Now that we have our final data, we can attempt to see if there’s any correlation between amenities offered by hotels and their TripAdvisor ratings.

library(ggplot2)
library(reshape2)

# Boxplot
ggplot(hotel_scores, aes(y = Score, x = Hotel.name)) + geom_boxplot() + theme(axis.text.x = element_text(angle = 60, hjust = 1)) + labs(title = "Boxplot of Hotel Scores", x = "Hotels", y = "Scores")

# As we see in the boxplot, several hotels have medians at the maximum score of 5
# Very impressive!  Now let's see how the scores breakdown for each individual hotel.
temp <- unique_hotels[,c("Hotel.name", "r1", "r2", "r3", "r4", "r5")]
melted_data <- melt(temp, id.vars = "Hotel.name")

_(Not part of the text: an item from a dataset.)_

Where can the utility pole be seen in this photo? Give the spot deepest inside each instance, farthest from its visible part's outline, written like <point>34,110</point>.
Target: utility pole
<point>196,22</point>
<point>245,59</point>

ggplot(melted_data, aes(Hotel.name, value, col = variable)) + geom_point() + stat_smooth() + theme(axis.text.x = element_text(angle = 60, hjust = 1)) + labs(title="Number of scores for each hotel", x = "Hotels", y = "Number of scores")

## `geom_smooth()` using method = 'loess'

# This is a lot of data, but we see some interesting things.
# Encore at Wynn, Cosmopolitan, Venetian, Trump International, and the Wynn all
# have earned 15 or more 5 ratings from TripAdvisor users.
# Let's see if amenities might have helped them.

ggplot(unique_hotels, aes(x = Pool)) + geom_bar() + ggtitle("Number of hotels with a pool")

ggplot(unique_hotels, aes(x = Gym)) + geom_bar() + ggtitle("Number of hotels with a gym")

ggplot(unique_hotels, aes(x = Tennis.court)) + geom_bar() + ggtitle("Number of hotels with a tennis court")

ggplot(unique_hotels, aes(x = Spa)) + geom_bar() + ggtitle("Number of hotels with a spa")

ggplot(unique_hotels, aes(x = Casino)) + geom_bar() + ggtitle("Number of hotels with a casino")

ggplot(unique_hotels, aes(x = Free.internet)) + geom_bar() + ggtitle("Number of hotels with free internet")

# Well, with the exception of a spa, most hotels seem to have similar amenities.
# Let's focus on star ratings
high_list <- c("Encore at wynn Las Vegas", "The Cosmopolitan Las Vegas", "The Venetian Las Vegas Hotel", "Trump International Hotel Las Vegas", "Wynn Las Vegas")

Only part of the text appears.